Hi I'm just wondering if anybody knows of any free pregnancy books I can download onto my kindle? Either factual books or fiction with an element of truth? Thanks x


----------



## BabyConscious

I read heaps of samples of books for free on Kindle, some books have much bigger samples than others .....so I just downloaded sample of everything that looked good, some were disappointing in sample size and some surprised me with how much they let you read for free. The other thing I use is iTunes, heaps of free pregnancy, conception and fertility podcasts available for free download. Pea in the Podcast has been my favourite on iTunes if you have it.


----------



## brenn09

I use the local library for free books- they have an online library through overdrive. The actual physical library is likely to have a ton of books, too. Good luck!


----------



## trinity_enigm

brenn09 said:


> I use the local library for free books- they have an online library through overdrive. The actual physical library is likely to have a ton of books, too. Good luck!

Our library doesn't have online stuff :(. I kind of want to read it on the kindle so its secret. I don't want everyone to know we're close to trying- especially at work as I read in my lunch hour lol. 

I've actually found one I'm reading mummy diaries- pregnancy: stumbling into the unknown. It's the real life pregnancy diary of someone who found herself unexpectedly pregnant an I've found it very interesting and there are a collection of birth stories at the back too.


----------



## brenn09

Ugh, I hope your library gets online soon! We live in a small town so I was surprised to find they're online. I understand reading secretly, its how I have all my pregnancy books too! I asked for amazon gift cards for birthdays/graduation so I can keep up my readong addiction without breaking the bank so maybe something like that is coming up for you?


----------



## angiepie

In my experience most of the free kindle stuff is crap. It's worth paying for something. It's still cheaper than buying hardcopy. Perhaps see if there's a website where you can pay for a rental of an ebook? Don't know if that exists haha.

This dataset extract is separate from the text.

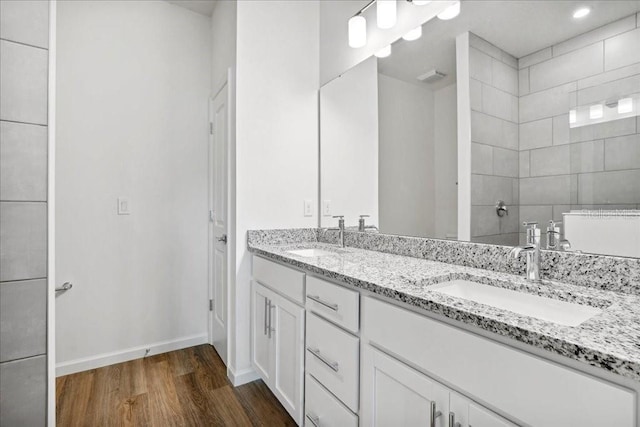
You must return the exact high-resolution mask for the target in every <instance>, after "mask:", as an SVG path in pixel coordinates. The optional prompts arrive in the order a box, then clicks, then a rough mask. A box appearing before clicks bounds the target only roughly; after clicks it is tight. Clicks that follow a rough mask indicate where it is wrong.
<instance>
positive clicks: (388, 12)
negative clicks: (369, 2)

You can get a free chapter of a book by Penny Simkin (who is very good IMO) and the chapter is about birth plans. I found that helpful.


----------



## LindseyMorrow

I ditto other replies... you probably won't find much good that's free. Sorry!


----------



## spicyorange

I've read the baby diaries, it's really10 months, impatient woman's guide to getting pregnant, three girls and a baby, and, what no one tells your about having a baby, all of them were either free or cheap, on kindle most were quite good (mix of fiction and fact there). I do think the best books come at some cost though


----------



## trinity_enigm

Hi everyone- I did find some interesting free ones in the end but can't remember what they were now! However I'm nearly in a position to write my own complete book now lol so I don't need any more suggestions- thanks for your help though!


----------



## hola47

What are some titles of some books that would be good to read?


----------